Oft have I taken Sleep from thy dark arms,
And fondled her fair head, with poppies wreathed,
Within my bosom's depths, until its storms
With her were hushed and I but faintly breathed.
And then her sister, Dream, with frolic art
Arose from rest, and on my sleeping heart
Blew bubbles of dreams where elfin worlds were lost;
Worlds where my stranger soul sang songs to me,
And talked with spirits by a rainbowed sea,
Or smiled, an unfamiliar shape of frost,
Floating on gales of breathless melody.

Day comes to us in garish glory garbed;
But thou, thou bringest to the tired heart
Rest and deep silence, in which are absorbed
All the vain tumults of the mind and mart.
Whether thou comest with hands full of stars,
Or clothed in storm and clouds, the lightning bars,
Rolling the thunder like some mighty dress,
God moves with thee; we seem to hear His feet,
Wind-like, along the floors of Heaven beat;
To see His face, revealed in awfulness,
Through thee, O Night, to ban us or to bless.

A FALLEN BEECH

Nevermore at doorways that are barken
Shall the madcap wind knock and the moonlight;
Nor the circle which thou once didst darken,
Shine with footsteps of the neighbouring moonlight,
Visitors for whom thou oft didst hearken.

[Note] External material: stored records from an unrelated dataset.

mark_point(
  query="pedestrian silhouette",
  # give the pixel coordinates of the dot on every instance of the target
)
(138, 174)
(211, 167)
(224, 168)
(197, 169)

Nevermore, gallooned with cloudy laces,
Shall the morning, like a fair freebooter,
Make thy leaves his richest treasure-places;
Nor the sunset, like a royal suitor,
Clothe thy limbs with his imperial graces.

And no more, between the savage wonder
Of the sunset and the moon's up-coming,
Shall the storm, with boisterous hoof-beats, under
Thy dark roof dance, Faun-like, to the humming
Of the Pan-pipes of the rain and thunder.

Oft the Satyr-spirit, beauty-drunken,
Of the Spring called; and the music measure
Of thy sap made answer; and thy sunken
Veins grew vehement with youth, whose pressure
Swelled thy gnarly muscles, winter-shrunken.

And the germs, deep down in darkness rooted,
Bubbled green from all thy million oilets,
Where the spirits, rain-and-sunbeam-suited,
Of the April made their whispering toilets,
Or within thy stately shadow footed.

Oft the hours of blonde Summer tinkled
At the windows of thy twigs, and found thee
Bird-blithe; or, with shapely bodies, twinkled
Lissom feet of naked flowers around thee,
Where thy mats of moss lay sunbeam-sprinkled.

And the Autumn with his gypsy-coated
Troop of days beneath thy branches rested,
Swarthy-faced and dark of eye; and throated
Songs of roaming; or with red hand tested
Every nut-bur that above him floated.